Encapsulate the year 2010 in one word. Explain why you’re choosing that word. Now, imagine it’s one year from today, what would you like the word to be that captures 2011 for you? – Gwen Bell, Reverb 10

I did actually pick a word for 2010 way back when 2009 was ending. That’s not the same as what this is asking I know, but it was something I was planning to do for 2011 as well and hadn’t figured it out yet (I will be sure to let you know when I do). I had decided then that my word for 2010 was to be fulfillment. In a way, it was a very apt selection. I helped myself achieve several dreams from my life list and had a wonderful time doing it. I learned so much. Interesting though, in that it was not the fulfillment I had originally had in mind and hoped to bring about when I thought it up for myself.

When I think back on 2010 to select a word for how it’s been, I go back and forth between a few, wondering if there is any one word that can describe this year. I would say it’s been a year of learning, but it’s been a bit more than that. So, I guess really it’s been a year of growth. Some of it was fun and easy, and some if it was the, “Eat your brussels sprouts because they’re good for you,” kind. Sometimes I’m still not sure what to make of it, really.

I know that I am grateful for this year. I don’t know that I’ve ever had quite this kind of push (as well as the time) to work on myself. Through travel, through learning opportunities, through reading, through talking to friends, new and old. It’s been an interesting year of discovery and reflection. Nothing has really turned out the way I thought it might, but it’s still good nonetheless. Hmmm… Maybe the word should be unexpected?

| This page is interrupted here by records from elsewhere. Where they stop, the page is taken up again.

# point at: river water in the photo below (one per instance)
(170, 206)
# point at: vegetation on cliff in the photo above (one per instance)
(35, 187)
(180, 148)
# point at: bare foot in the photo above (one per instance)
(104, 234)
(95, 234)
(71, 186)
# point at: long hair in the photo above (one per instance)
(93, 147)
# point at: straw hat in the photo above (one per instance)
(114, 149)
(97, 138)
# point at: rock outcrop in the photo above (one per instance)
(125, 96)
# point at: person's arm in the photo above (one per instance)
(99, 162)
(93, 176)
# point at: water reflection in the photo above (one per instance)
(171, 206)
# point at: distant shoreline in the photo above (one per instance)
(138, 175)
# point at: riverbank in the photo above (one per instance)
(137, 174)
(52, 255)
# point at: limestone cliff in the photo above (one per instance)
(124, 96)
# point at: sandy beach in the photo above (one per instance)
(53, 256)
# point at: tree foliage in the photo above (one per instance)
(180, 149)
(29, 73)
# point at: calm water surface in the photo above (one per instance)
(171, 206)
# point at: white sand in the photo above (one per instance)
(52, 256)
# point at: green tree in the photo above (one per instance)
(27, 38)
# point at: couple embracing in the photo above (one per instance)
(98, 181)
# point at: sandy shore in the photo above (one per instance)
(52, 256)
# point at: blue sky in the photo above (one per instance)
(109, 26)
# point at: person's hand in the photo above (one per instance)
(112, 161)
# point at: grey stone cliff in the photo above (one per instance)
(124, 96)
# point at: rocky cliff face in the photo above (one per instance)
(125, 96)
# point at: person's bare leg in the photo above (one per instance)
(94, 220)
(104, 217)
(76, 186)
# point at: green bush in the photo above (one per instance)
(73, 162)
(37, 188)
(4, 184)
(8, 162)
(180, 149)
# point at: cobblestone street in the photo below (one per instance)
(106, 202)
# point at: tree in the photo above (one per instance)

As for how I would like to be looking back on 2011 at this time next year… Is it cheesy to say happiness? Actually, I think satisfaction might be more apt. And not satisfaction as in the report card “satisfactory” versus “good” and “very good;” I mean satisfaction in the way that things are very, very good, and getting better as the days pass. That I am happy and fulfilled and energized. That I am inspired. Satisfaction in that things are going well and smoothly and my needs and wants are being met and that things are just, well… very, very good.